Kirk Enterprises Macro Flash Bracket

Text and images copyright Thomas L Webster, 2005. All rights reserved.


My number one, cardinal rule for photomacrography is get that flash off the camera and get it close to your subject. To do so, you will need some sort of bracket to hold the flash. Kirk Enterprises makes an affordable macro flash bracket which I have been using for the last several months. Starting at $69.95, this bracket represents a real bargain. Or, does it? The bracket comes blister packed on printed cardboard with no instructions on use.

I cannot begin to tell you how frustrated I have become while attempting to use this macro flash bracket. The Kirk Enterprises web site shows the flash held in a high position over the camera lens but anybody who practices macro photography would recognize that this is not the optimal position for the flash. That flash has to be close to the lens and close to the subject. Therein lies the shortcomings of this bracket.

Kirk Enterprises Macro Flash Bracket

The flash bracket attaches to the camera either by a standard 1/4" x 20 screw screwed into the tripod socket on the camera base plate or the bracket can be attached to the camera using one of Kirk Enterprise's custom camera plates. The bracket has two tilt adjustments (as shown above, right) and a long, slotted arm to which the flash and remote flash cord are attached.
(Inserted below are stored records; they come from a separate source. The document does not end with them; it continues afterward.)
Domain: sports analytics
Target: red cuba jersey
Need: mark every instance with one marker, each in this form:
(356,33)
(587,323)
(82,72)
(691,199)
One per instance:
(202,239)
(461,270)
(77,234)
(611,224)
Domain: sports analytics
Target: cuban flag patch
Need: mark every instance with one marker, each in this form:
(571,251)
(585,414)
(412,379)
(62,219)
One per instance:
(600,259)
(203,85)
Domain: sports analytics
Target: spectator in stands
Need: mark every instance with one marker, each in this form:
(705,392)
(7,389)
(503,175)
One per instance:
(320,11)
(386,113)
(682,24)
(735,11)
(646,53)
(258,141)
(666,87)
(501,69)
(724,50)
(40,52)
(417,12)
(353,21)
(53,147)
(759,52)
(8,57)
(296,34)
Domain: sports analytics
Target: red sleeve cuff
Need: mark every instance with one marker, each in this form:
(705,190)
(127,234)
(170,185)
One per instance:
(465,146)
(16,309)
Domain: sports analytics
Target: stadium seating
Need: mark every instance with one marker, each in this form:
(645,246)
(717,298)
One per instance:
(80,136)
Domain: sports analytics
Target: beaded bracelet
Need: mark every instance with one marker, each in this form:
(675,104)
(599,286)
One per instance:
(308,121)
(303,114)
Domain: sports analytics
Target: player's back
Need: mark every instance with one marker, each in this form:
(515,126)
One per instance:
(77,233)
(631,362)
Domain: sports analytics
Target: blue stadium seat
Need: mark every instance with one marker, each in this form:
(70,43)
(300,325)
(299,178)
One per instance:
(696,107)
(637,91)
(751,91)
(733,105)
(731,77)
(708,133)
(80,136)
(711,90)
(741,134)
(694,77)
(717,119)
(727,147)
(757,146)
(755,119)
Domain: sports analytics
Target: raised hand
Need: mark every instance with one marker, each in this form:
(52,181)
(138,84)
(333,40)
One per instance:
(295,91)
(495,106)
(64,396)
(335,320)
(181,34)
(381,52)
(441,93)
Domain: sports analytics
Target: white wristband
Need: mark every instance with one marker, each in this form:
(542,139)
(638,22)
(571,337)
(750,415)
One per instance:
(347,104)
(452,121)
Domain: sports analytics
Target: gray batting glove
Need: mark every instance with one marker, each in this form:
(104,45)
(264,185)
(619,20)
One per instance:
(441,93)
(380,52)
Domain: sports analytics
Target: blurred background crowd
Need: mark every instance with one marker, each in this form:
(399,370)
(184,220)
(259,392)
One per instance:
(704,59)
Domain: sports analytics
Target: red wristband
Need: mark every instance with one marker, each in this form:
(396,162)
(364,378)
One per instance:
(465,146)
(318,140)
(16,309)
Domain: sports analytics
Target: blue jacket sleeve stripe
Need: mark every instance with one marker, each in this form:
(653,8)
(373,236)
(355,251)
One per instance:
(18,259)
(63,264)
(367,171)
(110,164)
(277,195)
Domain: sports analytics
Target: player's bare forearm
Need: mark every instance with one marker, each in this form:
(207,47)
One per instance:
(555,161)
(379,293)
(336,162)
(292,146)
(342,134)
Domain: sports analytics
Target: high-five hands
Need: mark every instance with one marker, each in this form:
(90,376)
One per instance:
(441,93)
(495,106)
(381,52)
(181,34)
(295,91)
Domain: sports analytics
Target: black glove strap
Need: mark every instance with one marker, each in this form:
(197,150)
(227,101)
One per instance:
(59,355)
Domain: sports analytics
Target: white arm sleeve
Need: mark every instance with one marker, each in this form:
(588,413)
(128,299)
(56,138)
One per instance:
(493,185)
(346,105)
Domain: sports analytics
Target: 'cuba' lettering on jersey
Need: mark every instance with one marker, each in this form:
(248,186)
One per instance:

One tilt movement tilts the long arm along the long axis of the camera lens and the second tilt movement tilts the long arm in a short arc along the axis of the camera body. At first glance, this seems like a highly adjustable system. But looks can be, and are, deceiving.
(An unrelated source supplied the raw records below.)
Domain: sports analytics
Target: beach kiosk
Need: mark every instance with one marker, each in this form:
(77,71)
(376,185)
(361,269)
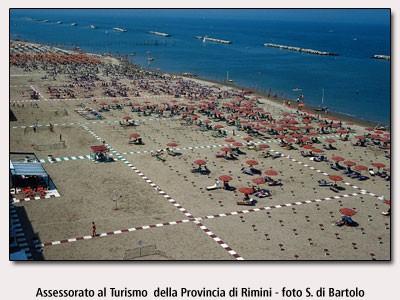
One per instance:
(28,175)
(100,153)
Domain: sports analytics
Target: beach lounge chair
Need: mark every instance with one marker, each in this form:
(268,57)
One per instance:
(346,220)
(250,202)
(323,182)
(247,171)
(215,186)
(275,183)
(230,156)
(262,193)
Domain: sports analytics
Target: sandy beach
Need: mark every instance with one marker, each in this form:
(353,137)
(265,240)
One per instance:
(150,205)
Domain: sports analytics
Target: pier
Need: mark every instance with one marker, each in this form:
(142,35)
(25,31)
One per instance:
(381,56)
(215,40)
(160,33)
(299,49)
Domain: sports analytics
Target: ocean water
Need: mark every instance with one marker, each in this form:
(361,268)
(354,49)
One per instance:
(354,84)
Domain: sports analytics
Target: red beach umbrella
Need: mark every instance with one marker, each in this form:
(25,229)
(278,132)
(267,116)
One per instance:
(200,162)
(247,138)
(246,190)
(349,163)
(289,140)
(259,180)
(237,144)
(263,146)
(271,172)
(335,178)
(347,211)
(134,135)
(360,168)
(225,178)
(378,165)
(172,144)
(308,147)
(342,131)
(337,158)
(316,150)
(251,162)
(226,149)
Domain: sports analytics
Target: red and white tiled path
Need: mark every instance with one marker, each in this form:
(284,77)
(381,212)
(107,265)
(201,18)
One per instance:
(183,210)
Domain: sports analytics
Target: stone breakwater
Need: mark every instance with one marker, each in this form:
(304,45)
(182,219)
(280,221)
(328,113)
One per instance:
(299,49)
(380,56)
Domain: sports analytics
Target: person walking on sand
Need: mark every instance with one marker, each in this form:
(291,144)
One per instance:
(94,229)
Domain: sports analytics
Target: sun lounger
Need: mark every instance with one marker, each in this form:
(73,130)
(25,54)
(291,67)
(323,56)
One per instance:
(249,202)
(323,182)
(275,183)
(213,187)
(348,221)
(247,171)
(263,193)
(334,189)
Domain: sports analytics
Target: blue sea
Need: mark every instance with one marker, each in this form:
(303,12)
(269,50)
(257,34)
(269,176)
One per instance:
(353,83)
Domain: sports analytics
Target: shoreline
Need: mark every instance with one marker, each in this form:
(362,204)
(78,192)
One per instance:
(276,100)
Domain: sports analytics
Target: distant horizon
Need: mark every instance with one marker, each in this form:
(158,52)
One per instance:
(342,16)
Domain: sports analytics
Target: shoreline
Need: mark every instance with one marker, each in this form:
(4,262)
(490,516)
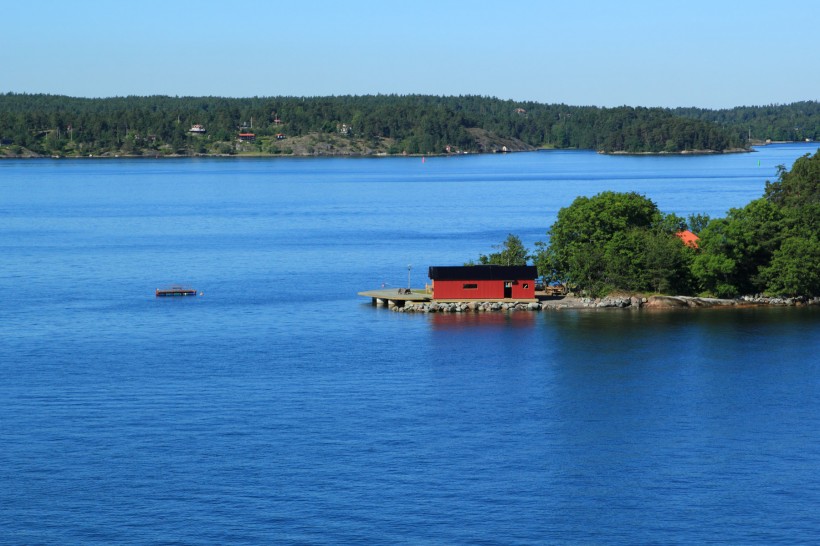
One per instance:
(108,155)
(632,303)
Here is a view of the bracket from the left side of the camera. A Canon Off Shoe Camera Cord 2 is used to connect the flash with the camera. The two joints in the flash arm can only move the flash closer to the end of the lens. The joints do not allow the angle of the flash to be changed.


This system of tilts turns out not to be highly adjustable and this is where my frustration with this bracket begins. Not only do I expect a flash bracket to be able to position the flash close to my subject but I expect that bracket to be able to allow me to position the flash so that I can point the flash at my subject from any angle. It is very difficult to get any other angle other than "straight on" with this flash bracket. A little futzing and you can get a bit of overhead lighting from the right side of the lens (as viewed from the position of the photographer). The limited adjustments pretty much guarantee that glare will become a real issue in the photographs. What if you want to turn the camera for a vertical image? Forget it. As you can see this would yield only side-lighting for a vertical subject.
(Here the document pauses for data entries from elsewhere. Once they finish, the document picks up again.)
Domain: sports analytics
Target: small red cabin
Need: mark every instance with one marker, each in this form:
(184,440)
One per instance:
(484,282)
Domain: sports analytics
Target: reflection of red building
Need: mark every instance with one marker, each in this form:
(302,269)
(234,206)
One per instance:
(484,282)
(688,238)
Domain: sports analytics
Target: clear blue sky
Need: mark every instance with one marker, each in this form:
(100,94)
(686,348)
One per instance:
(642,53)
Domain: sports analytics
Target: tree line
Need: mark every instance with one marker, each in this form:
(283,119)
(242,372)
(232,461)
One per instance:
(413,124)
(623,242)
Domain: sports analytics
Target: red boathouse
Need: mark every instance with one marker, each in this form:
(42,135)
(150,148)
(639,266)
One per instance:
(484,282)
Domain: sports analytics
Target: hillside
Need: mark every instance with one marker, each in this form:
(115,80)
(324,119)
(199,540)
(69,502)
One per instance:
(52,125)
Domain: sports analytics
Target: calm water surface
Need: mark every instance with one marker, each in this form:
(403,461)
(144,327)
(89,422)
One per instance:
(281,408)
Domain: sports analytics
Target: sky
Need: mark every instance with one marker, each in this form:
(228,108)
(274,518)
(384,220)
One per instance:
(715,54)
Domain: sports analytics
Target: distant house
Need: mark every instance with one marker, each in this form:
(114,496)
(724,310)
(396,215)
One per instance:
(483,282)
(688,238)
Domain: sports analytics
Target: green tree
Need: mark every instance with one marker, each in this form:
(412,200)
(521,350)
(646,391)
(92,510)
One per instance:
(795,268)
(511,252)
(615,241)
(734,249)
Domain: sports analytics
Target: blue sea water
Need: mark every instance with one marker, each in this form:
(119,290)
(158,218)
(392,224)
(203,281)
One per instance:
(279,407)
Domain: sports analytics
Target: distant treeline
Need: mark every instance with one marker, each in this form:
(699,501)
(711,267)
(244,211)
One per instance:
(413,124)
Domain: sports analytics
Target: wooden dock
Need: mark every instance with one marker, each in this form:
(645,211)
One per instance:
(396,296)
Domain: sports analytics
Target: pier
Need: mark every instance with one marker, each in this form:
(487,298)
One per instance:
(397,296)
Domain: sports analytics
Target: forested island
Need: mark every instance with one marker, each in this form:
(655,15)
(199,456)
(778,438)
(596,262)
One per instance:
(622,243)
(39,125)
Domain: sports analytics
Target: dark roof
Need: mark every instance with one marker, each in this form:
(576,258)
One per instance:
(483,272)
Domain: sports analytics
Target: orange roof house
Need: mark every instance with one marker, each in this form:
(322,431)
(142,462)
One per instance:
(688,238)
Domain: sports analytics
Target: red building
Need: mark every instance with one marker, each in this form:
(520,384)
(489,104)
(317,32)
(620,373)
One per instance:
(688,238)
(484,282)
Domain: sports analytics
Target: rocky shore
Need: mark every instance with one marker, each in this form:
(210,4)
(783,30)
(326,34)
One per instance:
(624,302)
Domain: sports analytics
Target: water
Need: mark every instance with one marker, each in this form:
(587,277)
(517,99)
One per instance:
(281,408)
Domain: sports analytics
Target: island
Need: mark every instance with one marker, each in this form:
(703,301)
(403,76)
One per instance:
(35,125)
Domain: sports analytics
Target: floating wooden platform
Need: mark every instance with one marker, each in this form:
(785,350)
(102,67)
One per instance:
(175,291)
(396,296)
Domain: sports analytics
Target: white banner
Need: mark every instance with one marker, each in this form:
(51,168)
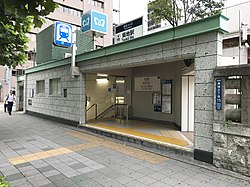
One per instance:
(147,84)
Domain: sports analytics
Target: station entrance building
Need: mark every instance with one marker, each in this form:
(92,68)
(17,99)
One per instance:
(166,77)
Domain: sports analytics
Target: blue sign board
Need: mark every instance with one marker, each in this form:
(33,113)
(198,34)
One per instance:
(218,94)
(95,21)
(63,34)
(86,22)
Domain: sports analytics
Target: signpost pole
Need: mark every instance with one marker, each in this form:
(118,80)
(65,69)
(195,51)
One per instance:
(73,57)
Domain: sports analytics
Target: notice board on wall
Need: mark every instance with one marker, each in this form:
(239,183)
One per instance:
(166,86)
(148,84)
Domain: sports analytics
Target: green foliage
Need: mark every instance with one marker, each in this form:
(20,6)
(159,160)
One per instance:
(3,182)
(16,20)
(176,11)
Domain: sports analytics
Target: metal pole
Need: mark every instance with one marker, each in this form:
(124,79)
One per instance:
(73,57)
(9,77)
(127,113)
(239,35)
(81,94)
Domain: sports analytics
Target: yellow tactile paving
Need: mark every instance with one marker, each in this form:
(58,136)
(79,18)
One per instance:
(171,134)
(46,154)
(137,153)
(133,132)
I don't know if this was intended by Kirk Enterprises but you can adjust the jointed arms such that the bracket can be used effectively to move the flash far enough off-camera to avoid red eye if you are shooting images of people. I wouldn't buy this bracket based on this feature alone but it is handy to have. This keeps me from having to purchase two flash brackets for two different purposes.

What if I want to change the angle of illumination from the left side of my subject to the right side of my subject? With this bracket you can pretty much forget about doing that. I suppose you could slide the bracket far enough to the left on the camera to bring the flash more to the right of the lens but there isn't much adjustment to accomplish this. This would also hang the bracket far to the left making it awkward to handle. The only other alternative would be to swing everything over to the right side of the camera. This is not an easy task and would place the bracket in the way of the camera's grip. In short, this bracket is a pain in the a$$ to use as it comes from the factory.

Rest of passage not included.